Re: preliminary analysis of shape expressions proposal from Iovka Boneva on 2015-05-07 (public-data-shapes-wg@w3.org from May 2015)

From: Iovka Boneva <iovka.boneva@univ-lille1.fr>
Date: Thu, 07 May 2015 15:02:32 +0200
To: RDF Data Shapes Working Group <public-data-shapes-wg@w3.org>
Message-ID: <554B6268.4050701@univ-lille1.fr>
Le 06/05/2015 07:34, Peter F. Patel-Schneider a écrit :
> -----BEGIN PGP SIGNED MESSAGE-----
> Hash: SHA256
>
>> Dear Peter, all,
>>
>> Thank you for your comments, here are my answers.
>>
>> Le 01/05/2015 15:13, Peter F. Patel-Schneider a écrit :
>>> I spent some time yesterday and today looking over the Core SHACL
>>> Semantics documenthttp://w3c.github.io/data-shapes/semantics/
>>>
>>> This is a new formal basis for a shapes/constraint language.
>>>
>>> The language (in Section 2) is quite limited.  It includes closed
>>> shape expressions and open shape expressions.  It has disjunction and a
>>> construct called grouping.  It has cardinality ranges.  It has values
>>> and node kinds and datatyping and facets.  It has inverse properties
>>> (which are not handled in the semantics).  That's it.
>> Indeed, that's it! Because these few constructs allow to express complex
>> constraints on the neighbourhood of a node, we didn't consider it
>> necessary to add anything else for now. By the way, the unique difficulty
>> in integrating inverse constraints is that it makes the definitions more
>> verbose, handling two distinct cases each time. We added explanations how
>> it works, to be found in the actual version of the document.
> A few more things have been added since my initial analysis, including
> inverse triple constraints and a partial treatment of the association of
> data with shapes, but there is still no negation, no conjunction, no
> keys, no transitive traversal, and no extensibility.  That's quite a bit
> of stuff that is not handled.

We did define how extensions are to be handled in the semantics, see end 
of Sect. 2 for the syntax and item 7. in Definition [Typing, Valid typing].
As I said previously, conjunction can be added if required. I however 
think that we can meet most of the use cases w/o conjunction, thanks to 
the grouping operator.
Some sort of negation can be modelled with maximum cardinality of 0. For 
now it is not clear whether more involved negation would be useful 
(negation of types).


>>> In particular there is no conjunction of shape expressions, and adding
>>> this conjunction would break a property of the semantics.
>> Adding conjunction would not break anything in the semantics.  We
>> already have conjunction of types in triple constraints. It is actually
>> very easy to add general conjunction as construct of shape expressions.
>> If a user case justifies the need of conjunction (i.e. cannot be handled
>> with what is already in the language), then conjunction is a an evolution
>> to be considered.
> Adding a normal conjunction would break the property that each triple in
> Neigh is introduced exactly once in a proof tree.

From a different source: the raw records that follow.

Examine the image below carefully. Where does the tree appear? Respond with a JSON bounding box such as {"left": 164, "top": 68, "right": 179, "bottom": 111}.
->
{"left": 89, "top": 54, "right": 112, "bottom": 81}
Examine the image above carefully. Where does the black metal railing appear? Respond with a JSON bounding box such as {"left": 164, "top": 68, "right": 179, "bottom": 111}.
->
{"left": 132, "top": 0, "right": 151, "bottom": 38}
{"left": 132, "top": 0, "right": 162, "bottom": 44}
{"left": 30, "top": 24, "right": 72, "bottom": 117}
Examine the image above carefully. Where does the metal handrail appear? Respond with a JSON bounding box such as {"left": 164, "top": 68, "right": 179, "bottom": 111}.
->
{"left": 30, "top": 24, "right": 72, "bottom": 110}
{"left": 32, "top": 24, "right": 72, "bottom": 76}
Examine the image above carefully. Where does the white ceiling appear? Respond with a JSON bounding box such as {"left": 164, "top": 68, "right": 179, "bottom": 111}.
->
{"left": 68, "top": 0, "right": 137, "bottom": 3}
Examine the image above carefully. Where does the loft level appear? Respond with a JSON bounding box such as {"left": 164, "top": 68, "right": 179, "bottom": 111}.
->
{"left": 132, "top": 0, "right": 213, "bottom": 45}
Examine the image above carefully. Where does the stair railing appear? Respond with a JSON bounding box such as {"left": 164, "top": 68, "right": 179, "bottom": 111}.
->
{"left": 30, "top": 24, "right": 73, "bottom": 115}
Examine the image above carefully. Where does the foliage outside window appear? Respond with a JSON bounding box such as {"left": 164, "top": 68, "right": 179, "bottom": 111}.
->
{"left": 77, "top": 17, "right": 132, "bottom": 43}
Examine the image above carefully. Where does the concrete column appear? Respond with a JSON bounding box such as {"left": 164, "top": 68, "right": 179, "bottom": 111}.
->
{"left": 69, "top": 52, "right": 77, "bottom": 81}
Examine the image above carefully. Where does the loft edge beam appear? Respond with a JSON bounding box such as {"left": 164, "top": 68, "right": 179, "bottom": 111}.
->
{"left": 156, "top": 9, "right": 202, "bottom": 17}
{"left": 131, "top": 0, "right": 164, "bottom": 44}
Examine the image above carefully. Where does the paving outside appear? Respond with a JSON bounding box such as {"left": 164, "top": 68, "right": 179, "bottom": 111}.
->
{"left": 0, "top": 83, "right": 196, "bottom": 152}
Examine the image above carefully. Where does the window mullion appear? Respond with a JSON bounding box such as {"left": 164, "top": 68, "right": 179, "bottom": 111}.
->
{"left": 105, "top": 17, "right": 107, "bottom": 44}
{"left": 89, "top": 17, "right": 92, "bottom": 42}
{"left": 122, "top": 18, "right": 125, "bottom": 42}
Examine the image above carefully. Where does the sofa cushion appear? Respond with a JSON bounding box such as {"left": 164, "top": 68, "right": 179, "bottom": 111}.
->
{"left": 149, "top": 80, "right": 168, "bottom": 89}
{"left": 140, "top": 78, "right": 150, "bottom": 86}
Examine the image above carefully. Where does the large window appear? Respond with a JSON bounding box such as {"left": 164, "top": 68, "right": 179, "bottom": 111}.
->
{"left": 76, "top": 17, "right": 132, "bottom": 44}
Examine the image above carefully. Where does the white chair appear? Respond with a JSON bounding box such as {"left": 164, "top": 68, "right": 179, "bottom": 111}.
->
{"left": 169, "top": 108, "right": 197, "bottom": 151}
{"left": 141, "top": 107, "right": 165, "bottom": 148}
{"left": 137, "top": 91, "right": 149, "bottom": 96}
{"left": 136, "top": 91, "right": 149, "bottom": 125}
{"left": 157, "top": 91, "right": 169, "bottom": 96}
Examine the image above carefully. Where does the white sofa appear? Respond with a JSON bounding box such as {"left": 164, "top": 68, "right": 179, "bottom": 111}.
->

Indeed. This however is not an issue: if a triple is used several times 
in the proof tree (against several triple constraints), then all the 
shapes of all these triple constraints will be required for the object 
node of the triple.


> [Section eliminated. See previous message for my response.]
>
>>> There are some minor problems with the proposal.
>>>
>>> The language (Section 2) is very ambiguous.  The productions for
>>> disjunction and grouping need to be modified to require them to be
>>> disjunctions or groupings, respectively.
>> I do not understand this remark. Does this relate to the abstract syntax
>> ?
> Yes it does.  In the abstract syntax a simple shape expression can be
> just a shape expression, or it can be a disjunctive shape, or it can be
> a group shape, or a disjunctive shape made up of a group shape, or lots
> of other possibilities.   There are probably no ill-effects of this
> ambiguity.
>
>>> The abstract syntax used in Section 5 is different from that in Section
>>> 2.
>>>
>>>
>>> There are some broken parts of the proposal.
>>>
>>> There is a claim that disjunctive shape expressions are similar to
>>> logical disjunction.  However disjunctive shape expressions here end up
>>> being quite different from logical disjunction.  See below for more on
>>> this.
>>>
>>>
>>> There are some serious problems with the proposal
>>>
>>> There is no connection between how shapes are associated with data
>>> (Section 4) and the main part of the semantics (Section 5).
>> Fixed: 2 lines in the end of the document.
> That covers only part of Section 4, which itself only covers two simple
> ways to associate data with shapes.
>
>>> The semantics in Section 5 does not cover the full language from
>>> Section 2. It is missing inverse triple constraints.  Adding inverse
>>> triple constraints to the semantics appears to be problematic.
>>>
>>> The semantics depends on witness mappings.  The definition of witness
>>> mappings talks about triples appearing in the conclusion of
>>> applications of the rule for the empty shape expression.  However,
>>> applications of this rule do not include any triples at all.  I think
>>> that there is a simple fix---using the rule for triple constraints
>>> instead---but that remains to be verified.
>> I do not think there is a problem with the empty shape. Actually, I am
>> not sure I understand your remark. In any case, a non-empty set of
>> triples does not satisfy the empty rule.
> You are misunderstanding the error that I pointed out.  The document
> states:
>    Given such proof tree, it can be shown that every triple (n, p, u) in
>    Neigh appears in the conclusion of exactly one application of
>    rule-empty.
> However, rule-empty does not involve triples at all so its applications
> will not have any triples in their conclusion.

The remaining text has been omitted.